I just said that I will be on a two-week leave but here I am again punching the keys in front of a blank screen. I cannot stop myself from writing, apparently. I warn you though, this might just be some rambling about how my days are lately.
Let’s be honest here, I hate the crowd; I hate to be with too many people; I can only enjoy one company at a time; I eat only with people I highly respect, and I only go out with people I want to get to know. But on a Wednesday morning I broke down and cried so hard and loud on the commute to school; and on a Wednesday afternoon, I ate breakfast and pizza with four people. My rules bent, my walls crumbling down. We talked about love life and first impressions and I was a bit skeptical about it but there, The Ultimate Jenna Hamilpuff Revelation.

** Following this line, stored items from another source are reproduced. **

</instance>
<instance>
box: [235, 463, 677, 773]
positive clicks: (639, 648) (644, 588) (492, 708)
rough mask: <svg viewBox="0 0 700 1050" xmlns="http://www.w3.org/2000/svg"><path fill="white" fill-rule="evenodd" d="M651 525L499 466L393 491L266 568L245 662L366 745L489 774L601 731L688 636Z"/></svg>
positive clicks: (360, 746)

On a Thursday morning I went on a ride with mom around town and I realized how much I missed riding with her alone. On Thursday afternoon Cha braided my hair and I was again back to my comfort zone. I have to act fast when it comes to getting over Crowd Fever because if I don’t I’d go crazy and haywire that I won’t be able to control myself from laughing out loud and talking to random people: Crazy Af Jenna.
Lying in bed I think in deep while listening to The Writer’s Playlist on Spotify. Why am I doing the things I am doing? What am I fighting for? Isn’t it enough for me to be creating and doing too many things? Urgh.